Nous avons ensuite créé 11 messages-types, contenant des contenus similaires et utilisables par les 18 faux-personnages. En voici trois pour exemple:
« Bonjour,Je suis actuellement en recherche d’appartement car je change de lieu de résidence pour des raisons professionnelles. Je suis avocate depuis un peu moins de quatre ans et m’installe à Fribourg (j’ai 26 ans). Votre annonce correspond tout à fait à mes besoins. Serait-il possible de convenir d’une visite?
Salutations, Laure Favre » |
« Bonjour,Je suis actuellement à la recherche d’un appartement à Sion ou environs. Je m’appelle Lamine Diouf, j’ai 28 ans et travaille comme expert-comptable. Votre annonce a retenu mon attention car elle correspond bien à ce que je cherche. Je vous serais reconnaissant s’il était possible d’organiser une visite.
Bien cordialement, Lamine Diouf » |
« Bonjour,
Votre annonce a retenu toute mon attention car je déménage pour raisons professionnelles à La Chaux-de-Fonds dans quelques semaines (j’ai 27 ans et je suis depuis trois ans développeuse informatique). Quand serait-il possible de visiter l’appartement? Bien à vous, Ece Uzunguney » |
A noter encore qu’à aucun moment nous n’avons précisé la nationalité dans nos applications, mais nous supposons que tous possèdent le passeport suisse.
Nous avons décidé de nous focaliser sur le marché immobilier de quatre différentes villes de Suisse romande: Lausanne, Fribourg, Sion et La Chaux-de-Fonds. Nous avons enfin créé une adresse email pour chacun de ces 18 personnages.
Les différentes étapes de l’étude
Une fois ces bases posées, nous avons envoyé 4 postulations par jour pendant 3 mois.

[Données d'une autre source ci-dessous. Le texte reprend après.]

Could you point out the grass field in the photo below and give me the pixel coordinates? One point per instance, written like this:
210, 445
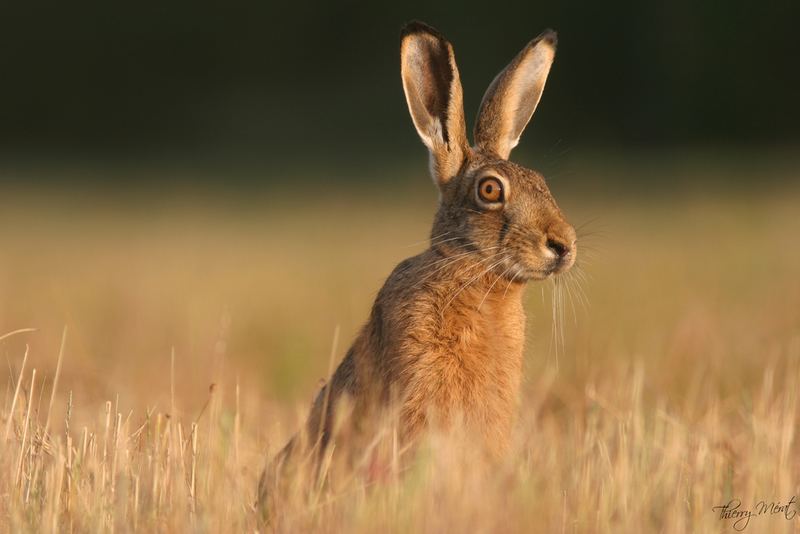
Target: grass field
180, 340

Chaque jour, entre fin août et fin novembre, un programme écrit par nos soins sélectionnait quatre offres au hasard sur l’un des principaux sites de petites annonces spécialisé dans l’immobilier en Suisse. Le programme postulait pour des appartements en se fondant sur deux critères seulement: il devait se trouver dans un rayon de 20 km autour de l’une des quatre villes sélectionnées, et comporter entre deux et trois pièces.
Le programme prenait ensuite au hasard deux noms à consonance suisse, et deux noms à consonance étrangère. Puis, un texte était choisi aléatoirement pour chaque personnage et envoyé par mail à l’adresse du propriétaire.
A la fin de l’expérience, nous avons classé chaque email envoyé dans deux catégories, suivant la manière dont il avait été traité par la gérance de l’appartement.
La première catégorie contenait les requêtes qui avaient été suivies d’une proposition de visite, ou dont la réponse évoquait une possible visite. On va parler ici de réponse positive.
La deuxième catégorie contenait toutes les requêtes qui n’avaient pas obtenu de réponse, dont la réponse était négative ou alors qui n’avaient reçu qu’un accusé de réception automatique. On va parler ici de réponse négative.
Une fois ces données triées, nous avons pu passer à l’analyse. Nous avons d’abord comparé les résultats observés pour les personnes aux noms à consonance suisse par rapport à ceux des personnes avec des noms à consonance étrangère. Nous avons ensuite étendu l’analyse, comparant les résultats des différents pays d’origine des noms, mais également comparé les villes entre elles.
Y a-t-il discrimination entre les demandeurs à nom à consonance suisse et étrangère?
Pour voir si nos données sont interprétables, nous utilisons le test du chi-carré, un test utilisé couramment en statistique descriptive. Le but est de contrôler si nos variables sont bien indépendantes l’une de l’autre, c’est à dire qu’elles ne s’influencent pas entre elles.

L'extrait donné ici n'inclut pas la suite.